Phagocytes are highly motile immune cells that ingest and clear microbial invaders, harmful substances, and dying cells. Their function is critically dependent on the expression of chemokine receptors, a class of G-protein-coupled receptors (GPCRs). Chemokine receptors coordinate the recruitment of phagocytes and other immune cells to sites of infection and damage, modulate inflammatory and wound healing responses, and direct cell differentiation, proliferation, and polarization. Besides, a structurally diverse group of atypical chemokine receptors (ACKRs) are unable to signal in G-protein-dependent fashion themselves but can shape chemokine gradients by fine-tuning the activity of conventional chemokine receptors. The optically transparent zebrafish embryos and larvae provide a powerful system to visualize phagocytes during development and study them as key elements of the immune response in real-time. In this review, we discuss how the zebrafish model has furthered our understanding of the role of two main classes of chemokine receptors, the CC and CXC subtypes, in phagocyte biology. We address the roles of the receptors in the migratory properties of phagocytes in zebrafish models for cancer, infectious disease, and inflammation. We illustrate how studies in zebrafish enable visualizing the contribution of chemokine receptors and ACKRs in shaping self-generated chemokine gradients of migrating cells. Taking the functional antagonism between two paralogs of the CXCR3 family as an example, we discuss how the duplication of chemokine receptor genes in zebrafish poses challenges, but also provides opportunities to study sub-functionalization or loss-of-function events. We emphasize how the zebrafish model has been instrumental to prove that the major determinant for the functional outcome of a chemokine receptor-ligand interaction is the cell-type expressing the receptor. Finally, we highlight relevant homologies and analogies between mammalian and zebrafish phagocyte function and discuss the potential of zebrafish models to further advance our understanding of chemokine receptors in innate immunity and disease.

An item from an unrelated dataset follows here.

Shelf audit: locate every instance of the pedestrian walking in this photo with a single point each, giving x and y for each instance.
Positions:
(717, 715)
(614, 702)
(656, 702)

吞噬细胞是高度运动的免疫细胞,可吞噬和清除微生物入侵物、有害物质和死亡细胞。它们的功能取决于趋化因子受体的表达,趋化因子受体是一类 G 蛋白偶联受体(GPCR)。趋化因子受体协调吞噬细胞和其他免疫细胞向感染和损伤部位的募集,调节炎症和伤口愈合反应,并指导细胞分化、增殖和极化。此外,一组结构多样的非典型趋化因子受体(ACKR)本身不能以 G 蛋白依赖的方式发出信号,但可以通过微调传统趋化因子受体的活性来精细调节趋化因子梯度。光学透明的斑马鱼胚胎和幼虫为可视化发育过程中的吞噬细胞并实时研究它们作为免疫反应关键元件的系统提供了强大的工具。在这篇综述中,我们讨论了斑马鱼模型如何进一步了解 CC 和 CXC 两种主要趋化因子受体亚型在吞噬细胞生物学中的作用。我们研究了这些受体在斑马鱼癌症、感染性疾病和炎症模型中吞噬细胞迁移特性中的作用。我们举例说明了在斑马鱼中进行的研究如何使我们能够可视化趋化因子受体和 ACKR 对迁移细胞自身产生的趋化因子梯度的贡献。以 CXCR3 家族两个平行基因的功能拮抗作用为例,我们讨论了趋化因子受体基因在斑马鱼中的重复如何带来挑战,但也为研究亚功能化或功能丧失事件提供了机会。我们强调了斑马鱼模型如何有助于证明趋化因子受体-配体相互作用的功能结果的主要决定因素是表达受体的细胞类型。最后,我们强调了哺乳动物和斑马鱼吞噬细胞功能之间的相关性和相似性,并讨论了斑马鱼模型在深入了解先天免疫和疾病中的趋化因子受体方面的潜在应用。